Yarn Count Explained:
Understanding the labels on yarn packages
This is an excerpt from Peggy’s new book, the revised edition of Book #1: Winding a Warp and Using a Paddle, that just came out in July. This is information not in the first edition and comes in the extensive new chapter on Sett. 
Table of Base Counts of Threads

Yarn CountThere are official standards for measuring the number of yards in one pound of yarn. These standards were created by cloth manufacturers in the nineteenth century. The standards refer to the weight given to a given length of thread. For cotton, they used a reel with a circumference of 1 1/2 yards or 54″; for linen, one of 2 1/2 yards or 90″; for woolens, one of 2 yards or 72″. Silk uses the cotton reel. A 1 ply thread of cotton wound around its reel = 1 1/2 yards; 80 threads = one skein or 120 yards; and 7 skeins = one hank or 840 yards or one pound! So, now we know that there are 840 yards (one hank) of one ply cotton thread in one pound. This is the base measure or the “onecount.” Linen is calculated in leas, where 1 lea = 300 yards of one ply linen = 1 pound. Worsted is measured by counts. One count = 560 yards of single ply worsted = one pound. See the Table of Base Counts of Threads for some other base measures (onecounts). Now, it is obvious that a very thin yarn will take more yards to weigh a pound than a thick yarn would. On the package or cone of yarn is a fraction which tells you how your yarn relates to the base measure. It also tells you how many plies the yarn has. You need to know this because the measure of yards per pound is based on one ply thread. Say your package of cotton thread has a fraction of 3/2, for example. The top number tells you the size of your yarn and that it is three times the base measure or 3 x 840 = 2520 yards per pound. The bottom number is the number of plies, which here is 2 (2 ply). You know what one ply of your yarn is, so divide the total of the yards above the line by the number of plies. 
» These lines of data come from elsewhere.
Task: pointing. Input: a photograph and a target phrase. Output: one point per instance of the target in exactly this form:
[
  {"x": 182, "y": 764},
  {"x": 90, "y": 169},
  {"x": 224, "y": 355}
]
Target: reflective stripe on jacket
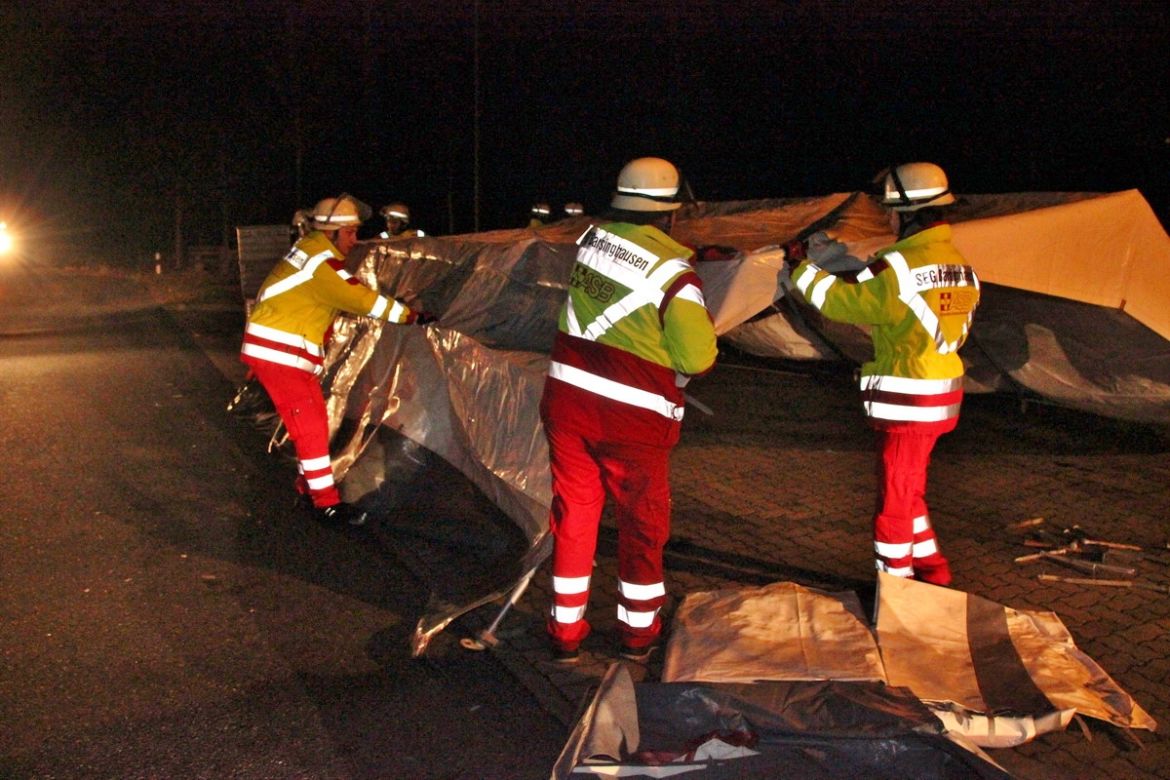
[
  {"x": 298, "y": 302},
  {"x": 919, "y": 297},
  {"x": 634, "y": 321}
]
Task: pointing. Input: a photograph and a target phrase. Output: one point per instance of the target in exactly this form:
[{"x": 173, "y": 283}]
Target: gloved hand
[{"x": 795, "y": 253}]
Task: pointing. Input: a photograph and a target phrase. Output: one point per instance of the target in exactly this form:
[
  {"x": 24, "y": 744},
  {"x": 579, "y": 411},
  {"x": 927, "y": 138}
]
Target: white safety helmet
[
  {"x": 397, "y": 212},
  {"x": 912, "y": 186},
  {"x": 648, "y": 184},
  {"x": 336, "y": 213}
]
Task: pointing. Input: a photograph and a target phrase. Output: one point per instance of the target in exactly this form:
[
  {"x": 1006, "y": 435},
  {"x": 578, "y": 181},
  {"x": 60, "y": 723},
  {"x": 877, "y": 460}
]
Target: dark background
[{"x": 122, "y": 119}]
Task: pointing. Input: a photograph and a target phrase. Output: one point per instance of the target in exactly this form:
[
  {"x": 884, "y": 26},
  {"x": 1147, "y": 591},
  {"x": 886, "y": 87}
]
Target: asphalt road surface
[{"x": 166, "y": 611}]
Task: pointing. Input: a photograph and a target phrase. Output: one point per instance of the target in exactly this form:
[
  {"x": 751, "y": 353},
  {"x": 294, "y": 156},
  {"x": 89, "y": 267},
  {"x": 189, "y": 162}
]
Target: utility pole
[{"x": 475, "y": 133}]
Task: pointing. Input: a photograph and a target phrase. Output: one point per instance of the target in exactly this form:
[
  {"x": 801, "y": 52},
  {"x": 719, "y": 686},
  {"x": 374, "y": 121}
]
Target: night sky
[{"x": 116, "y": 115}]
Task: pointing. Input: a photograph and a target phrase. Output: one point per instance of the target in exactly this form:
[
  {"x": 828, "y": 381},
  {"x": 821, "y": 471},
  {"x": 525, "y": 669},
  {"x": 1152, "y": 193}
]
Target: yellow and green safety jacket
[
  {"x": 633, "y": 329},
  {"x": 297, "y": 303},
  {"x": 919, "y": 296}
]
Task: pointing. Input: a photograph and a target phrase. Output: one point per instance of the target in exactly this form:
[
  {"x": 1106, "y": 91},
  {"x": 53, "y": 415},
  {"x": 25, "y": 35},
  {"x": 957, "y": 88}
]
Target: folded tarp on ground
[
  {"x": 806, "y": 730},
  {"x": 996, "y": 675}
]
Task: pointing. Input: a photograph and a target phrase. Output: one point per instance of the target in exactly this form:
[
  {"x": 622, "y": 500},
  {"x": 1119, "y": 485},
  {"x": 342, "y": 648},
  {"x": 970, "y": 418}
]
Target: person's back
[{"x": 633, "y": 329}]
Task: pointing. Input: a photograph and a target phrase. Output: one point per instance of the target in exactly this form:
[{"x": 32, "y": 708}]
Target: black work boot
[{"x": 342, "y": 513}]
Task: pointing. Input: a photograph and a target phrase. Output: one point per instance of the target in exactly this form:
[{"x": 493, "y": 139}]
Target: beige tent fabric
[
  {"x": 996, "y": 675},
  {"x": 734, "y": 635},
  {"x": 1108, "y": 250},
  {"x": 931, "y": 644}
]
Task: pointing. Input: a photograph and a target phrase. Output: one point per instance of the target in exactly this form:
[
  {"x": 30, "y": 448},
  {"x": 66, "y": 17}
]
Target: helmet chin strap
[{"x": 897, "y": 184}]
Simple! Unfortunately, some yarn makers put their fractions upsidedown. Usually, you can consider the smaller number to be the plies and the larger number to be the size. If after your calculations you get a number that makes no sense, try flipping the fraction and recalculating. If you have the yarn in your hands, you can count the plies, so you can tell which part of the fraction refers to it. 
Taken from: Book 1: “Winding a Warp and Using a Paddle”
Thanks, Peggy! This is the clearest explanation of yarn sizes I have seen yet. I will add it to my resource list for my students.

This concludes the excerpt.